BoxCox.jl Documentation
BoxCox.jl is a Julia package providing an implementation of the Box-Cox transformation and generalizations thereof.
Box-Cox transformations of an unconditional distribution
First, we consider applying the Box-Cox transformation to an unconditional distribution. In other words, we have a vector of data that we wish to be more Gaussian in shape.
We start with the square root of a normal distribution.
using BoxCox
using CairoMakie
using Random
CairoMakie.activate!(; type="svg")
x = abs2.(randn(MersenneTwister(42), 1000))
let f = Figure()
ax = Axis(f[1,1]; xlabel="x", ylabel="density")
density!(ax, x)
ax = Axis(f[1,2]; xlabel="theoretical quantiles", ylabel="observed values")
qqnorm!(ax, x)
colsize!(f.layout, 1, Aspect(1, 1.0))
colsize!(f.layout, 2, Aspect(1, 1.0))
resize_to_layout!(f)
f
end
We fit the Box-Cox transform.
bc = fit(BoxCoxTransformation, x)
Box-Cox transformation
estimated λ: 0.2073
resultant transformation:
y^0.2 - 1
-----------
0.2
Note that the resulting transform isn't exactly a square root, even though our data are just the square of a normal sample.

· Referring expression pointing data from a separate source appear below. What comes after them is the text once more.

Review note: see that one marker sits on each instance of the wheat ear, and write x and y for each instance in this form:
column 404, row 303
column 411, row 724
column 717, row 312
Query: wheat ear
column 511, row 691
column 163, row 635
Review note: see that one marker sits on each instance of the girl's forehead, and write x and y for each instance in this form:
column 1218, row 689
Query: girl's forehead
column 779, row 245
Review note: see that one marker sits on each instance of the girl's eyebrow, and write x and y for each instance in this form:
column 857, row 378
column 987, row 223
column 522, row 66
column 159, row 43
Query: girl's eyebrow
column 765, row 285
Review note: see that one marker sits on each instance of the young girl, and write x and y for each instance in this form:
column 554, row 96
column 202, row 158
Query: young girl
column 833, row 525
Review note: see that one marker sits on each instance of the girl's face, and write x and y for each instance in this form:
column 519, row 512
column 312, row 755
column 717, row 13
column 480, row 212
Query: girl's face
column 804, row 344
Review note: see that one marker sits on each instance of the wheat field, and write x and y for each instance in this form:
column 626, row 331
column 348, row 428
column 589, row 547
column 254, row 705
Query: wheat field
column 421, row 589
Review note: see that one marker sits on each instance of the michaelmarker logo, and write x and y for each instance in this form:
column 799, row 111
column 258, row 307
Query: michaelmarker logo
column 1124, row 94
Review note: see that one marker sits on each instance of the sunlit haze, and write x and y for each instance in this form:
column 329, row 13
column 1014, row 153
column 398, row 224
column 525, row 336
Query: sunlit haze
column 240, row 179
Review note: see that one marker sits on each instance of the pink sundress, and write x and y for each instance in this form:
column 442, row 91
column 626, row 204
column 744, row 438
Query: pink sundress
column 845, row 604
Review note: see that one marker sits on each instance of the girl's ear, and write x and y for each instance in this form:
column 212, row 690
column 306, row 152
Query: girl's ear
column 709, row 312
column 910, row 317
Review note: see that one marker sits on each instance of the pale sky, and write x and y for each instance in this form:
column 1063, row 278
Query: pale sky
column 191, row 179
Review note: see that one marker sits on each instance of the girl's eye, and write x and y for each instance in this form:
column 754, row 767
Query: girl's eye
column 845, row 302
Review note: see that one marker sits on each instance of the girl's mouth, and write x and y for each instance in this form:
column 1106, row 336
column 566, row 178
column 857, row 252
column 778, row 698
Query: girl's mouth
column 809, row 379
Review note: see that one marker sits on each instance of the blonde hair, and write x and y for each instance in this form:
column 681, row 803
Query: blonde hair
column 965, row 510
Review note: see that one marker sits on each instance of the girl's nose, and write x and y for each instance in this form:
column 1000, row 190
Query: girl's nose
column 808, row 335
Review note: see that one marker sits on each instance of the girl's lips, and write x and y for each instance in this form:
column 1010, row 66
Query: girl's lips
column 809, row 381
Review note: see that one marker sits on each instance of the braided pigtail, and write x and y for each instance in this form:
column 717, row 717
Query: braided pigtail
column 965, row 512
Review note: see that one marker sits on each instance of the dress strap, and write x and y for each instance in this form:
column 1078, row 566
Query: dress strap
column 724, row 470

The reason for this is simple: without knowing the original sign, the square root returns all positive values and would thus not generate a symmetric distribution. The Box-Cox transformation does not eliminate the use of the analyst's discretion and domain knowledge.
Now that we've fit the transform, we use it like a function to transform the original data.
let f = Figure(), bcx = bc.(x)
ax = Axis(f[1,1]; xlabel="x", ylabel="density")
density!(ax, bcx)
ax = Axis(f[1,2]; xlabel="theoretical quantiles", ylabel="observed values")
qqnorm!(ax, bcx; qqline=:fitrobust)
colsize!(f.layout, 1, Aspect(1, 1.0))
colsize!(f.layout, 2, Aspect(1, 1.0))
resize_to_layout!(f)
f
end
We can also generate a diagnostic plot to see how well other parameter values would have worked for normalizing the data.
boxcoxplot(bc)
The vertical line corresponds to the final parameter estimate.
If we specify a confidence level, then an additional horizontal line is added, which crosses the likelihood profile at the points corresponding to the edge of the confidence interval.
boxcoxplot(bc; conf_level=0.95)
Box-Cox transformations of a conditional distribution
We can also consider transformations of a conditional distribution. As an example, we consider the trees
dataset:
using BoxCox
using CairoMakie
using RDatasets: dataset as rdataset
using StatsModels
CairoMakie.activate!(; type="svg")
trees = rdataset("datasets", "trees")
first(trees, 5)
Row | Girth | Height | Volume |
---|---|---|---|
Float64 | Int64 | Float64 | |
1 | 8.3 | 70 | 10.3 |
2 | 8.6 | 65 | 10.3 |
3 | 8.8 | 63 | 10.2 |
4 | 10.5 | 72 | 16.4 |
5 | 10.7 | 81 | 18.8 |
For the conditional distribution, we want to fit a linear regression to the transformed response values and then evaluate the profile likelihood of the transformation. If the StatsModels package has been loaded, either directly or indirectly (e.g. via loading GLM.jl or MixedModels.jl), then a formula interface is available. (Otherwise, the model matrix and the response have to specified separately.)
bc = fit(BoxCoxTransformation, @formula(Volume ~ log(Height) + log(Girth)), trees)
Box-Cox transformation
estimated λ: -0.0673
resultant transformation:
y^-0.1 - 1
------------
-0.1
We can do all the same diagnostics as previously:
let f = Figure()
ax = Axis(f[1, 1]; title="Raw")
density!(ax, trees.Volume)
ax = Axis(f[1, 2]; title="Transformed")
density!(ax, bc.(trees.Volume))
colsize!(f.layout, 1, Aspect(1, 1.0))
colsize!(f.layout, 2, Aspect(1, 1.0))
resize_to_layout!(f)
f
end
let f = Figure()
ax = Axis(f[1, 1]; title="Raw", aspect=1)
qqnorm!(ax, trees.Volume; qqline=:fitrobust)
ax = Axis(f[1, 2]; title="Transformed", aspect=1)
qqnorm!(ax, bc.(trees.Volume); qqline=:fitrobust)
colsize!(f.layout, 1, Aspect(1, 1.0))
colsize!(f.layout, 2, Aspect(1, 1.0))
resize_to_layout!(f)
f
end
boxcoxplot(bc; conf_level=0.95)
This last diagnostic plot suggests that λ = 0 is within the possible range of parameter values to consider. λ = 0 corresponds to a logarithmic transformation; given that the other variables are log-transformed, this suggests that we should consider using a log transform for the response.